Chr. Rummel, Erinnerung an Sabine Heinefetter. W. 70. – Joh. Ruckgaber. Erinnerung an Bellini. W. 35. – Ernst Köhler, Erinnerung an Bellini. W. 54. – H. Herz, dramatische Phantasie über den berühmten protestantischen Choral aus den Hugenotten. W. 89. – C. G. Kulenkamp, die Jagd, ein humoristisches Tongemälde zu 4 Händen. W. 49.

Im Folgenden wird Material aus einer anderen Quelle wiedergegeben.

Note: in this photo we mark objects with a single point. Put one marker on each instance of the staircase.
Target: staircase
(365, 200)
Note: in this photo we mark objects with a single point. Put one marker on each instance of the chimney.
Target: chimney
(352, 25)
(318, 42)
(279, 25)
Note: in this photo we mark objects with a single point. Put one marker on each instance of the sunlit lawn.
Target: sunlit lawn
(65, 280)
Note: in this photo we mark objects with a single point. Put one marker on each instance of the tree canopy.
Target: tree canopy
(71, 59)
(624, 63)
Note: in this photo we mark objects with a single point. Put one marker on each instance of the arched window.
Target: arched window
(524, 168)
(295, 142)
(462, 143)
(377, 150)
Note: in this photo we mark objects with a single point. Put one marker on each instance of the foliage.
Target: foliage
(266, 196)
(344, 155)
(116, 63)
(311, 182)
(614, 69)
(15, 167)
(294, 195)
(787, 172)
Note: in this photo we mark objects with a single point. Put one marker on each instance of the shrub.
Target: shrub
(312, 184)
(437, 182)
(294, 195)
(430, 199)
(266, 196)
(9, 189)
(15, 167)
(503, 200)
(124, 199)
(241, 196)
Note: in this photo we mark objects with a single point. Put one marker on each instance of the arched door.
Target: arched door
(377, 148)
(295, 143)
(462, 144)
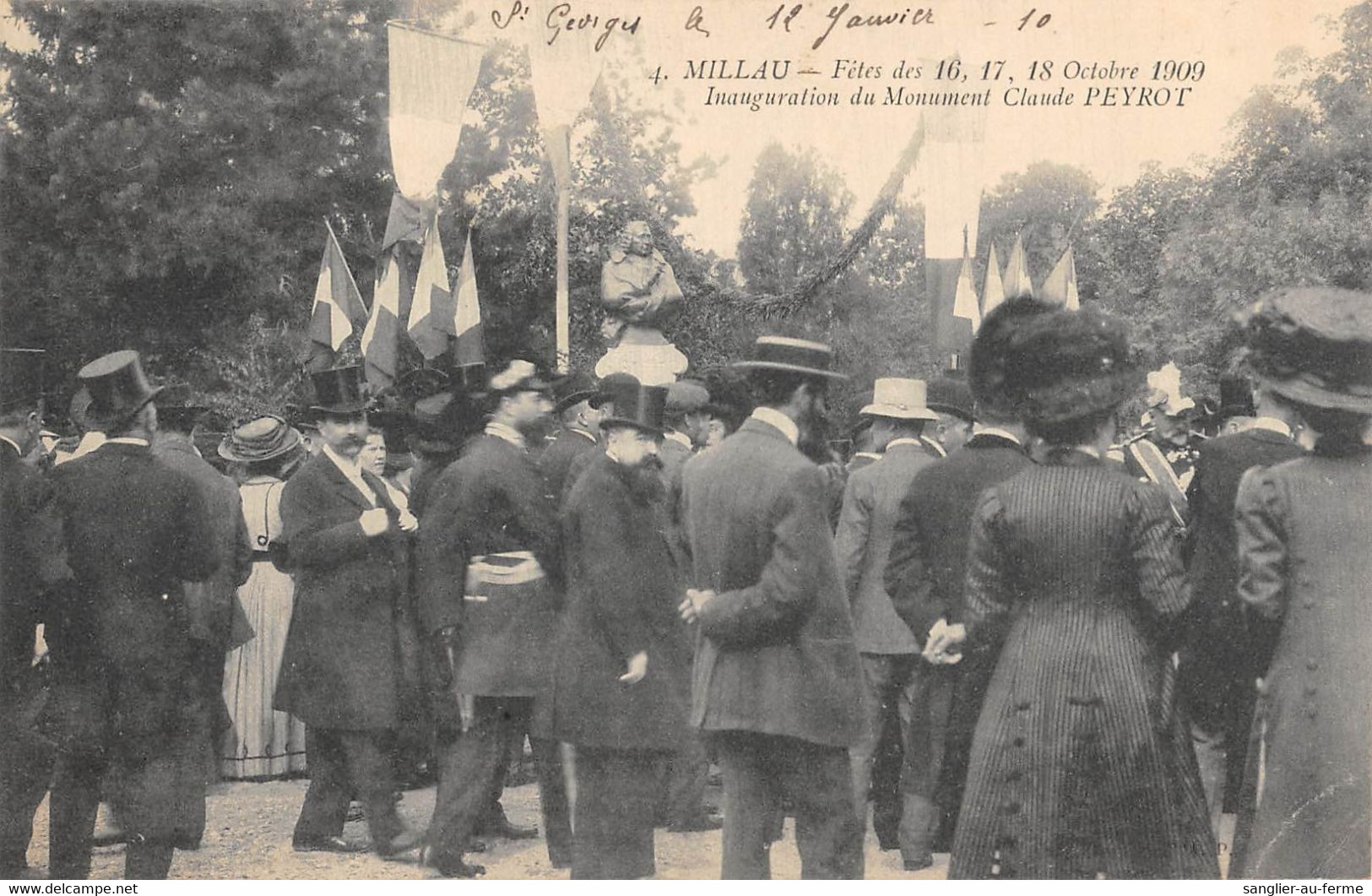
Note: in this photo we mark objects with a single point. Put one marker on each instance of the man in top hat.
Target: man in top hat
(127, 696)
(777, 676)
(347, 548)
(950, 397)
(489, 579)
(212, 605)
(579, 434)
(32, 566)
(924, 577)
(889, 650)
(621, 683)
(1223, 660)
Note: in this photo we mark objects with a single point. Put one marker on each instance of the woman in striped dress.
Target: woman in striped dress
(263, 741)
(1080, 768)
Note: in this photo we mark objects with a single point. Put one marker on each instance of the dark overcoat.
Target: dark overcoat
(925, 575)
(1080, 764)
(342, 665)
(777, 652)
(621, 595)
(491, 501)
(1305, 560)
(120, 637)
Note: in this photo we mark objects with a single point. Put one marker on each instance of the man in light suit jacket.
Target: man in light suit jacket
(889, 650)
(777, 678)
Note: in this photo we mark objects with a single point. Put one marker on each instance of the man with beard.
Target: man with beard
(489, 578)
(924, 578)
(777, 676)
(621, 683)
(347, 548)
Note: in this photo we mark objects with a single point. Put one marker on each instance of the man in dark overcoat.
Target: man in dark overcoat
(621, 682)
(777, 678)
(889, 649)
(1227, 654)
(489, 578)
(32, 564)
(342, 670)
(925, 575)
(124, 698)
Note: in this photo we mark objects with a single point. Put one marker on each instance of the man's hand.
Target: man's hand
(637, 669)
(695, 601)
(375, 522)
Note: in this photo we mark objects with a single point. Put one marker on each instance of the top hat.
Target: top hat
(1313, 345)
(637, 405)
(339, 391)
(21, 377)
(263, 439)
(572, 390)
(951, 395)
(118, 388)
(519, 377)
(899, 399)
(1066, 366)
(792, 356)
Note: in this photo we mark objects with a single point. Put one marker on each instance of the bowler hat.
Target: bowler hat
(263, 439)
(340, 391)
(1313, 345)
(899, 399)
(951, 395)
(118, 388)
(637, 405)
(792, 356)
(21, 377)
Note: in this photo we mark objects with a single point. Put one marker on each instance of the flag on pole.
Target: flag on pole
(382, 338)
(467, 318)
(431, 309)
(992, 290)
(1017, 281)
(965, 296)
(1060, 285)
(338, 303)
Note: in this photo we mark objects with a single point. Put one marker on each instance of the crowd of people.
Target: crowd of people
(1003, 626)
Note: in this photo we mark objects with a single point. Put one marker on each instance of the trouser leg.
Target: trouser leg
(751, 803)
(324, 810)
(469, 768)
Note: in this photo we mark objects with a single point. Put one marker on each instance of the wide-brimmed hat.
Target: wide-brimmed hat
(340, 391)
(1066, 366)
(637, 405)
(899, 399)
(1313, 345)
(21, 377)
(118, 388)
(792, 356)
(263, 439)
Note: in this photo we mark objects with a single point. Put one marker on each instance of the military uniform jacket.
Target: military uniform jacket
(491, 501)
(621, 595)
(120, 637)
(777, 650)
(342, 665)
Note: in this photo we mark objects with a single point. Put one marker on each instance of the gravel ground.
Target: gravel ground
(248, 837)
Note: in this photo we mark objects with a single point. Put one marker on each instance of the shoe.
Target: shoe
(505, 829)
(405, 841)
(328, 844)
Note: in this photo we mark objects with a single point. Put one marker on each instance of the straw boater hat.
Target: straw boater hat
(263, 439)
(899, 399)
(118, 388)
(1066, 366)
(792, 356)
(1313, 345)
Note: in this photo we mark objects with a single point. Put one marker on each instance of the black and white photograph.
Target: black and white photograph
(684, 439)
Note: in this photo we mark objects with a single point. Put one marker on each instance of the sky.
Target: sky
(1238, 40)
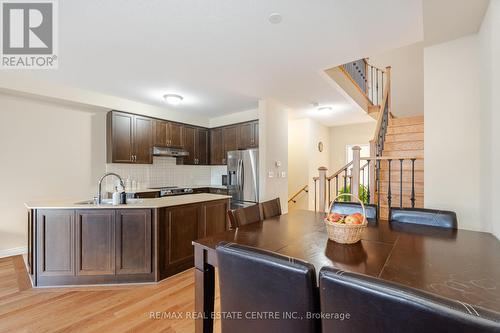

Eine sehr kurze Recension machte bekanntlich Voltaire, indem er, eben um eine befragt, in einem ihm vorgelegten Buch am Wort Fin den letzten Buchstaben wegstrich. Es bleibt dahin gestellt, ob das I, das Florestan auf die Rummel'sche Erinnerung geschrieben, nicht noch eine kürzere sei, wenn es anders nicht die Zahl, sondern einen lateinischen Buchstaben bedeutet. Jedenfalls ist die Composition ein passables Gelegenheitsstück mit den bekannten Reimen »Herz – Schmerz«, eine Apotheose, wenn nicht entzückend, doch in einer Entzückung über die Landsmännin entstanden. Würde einmal die Wahrheit verboten, so müßte man die Erinnerung den bessern Werken beizählen.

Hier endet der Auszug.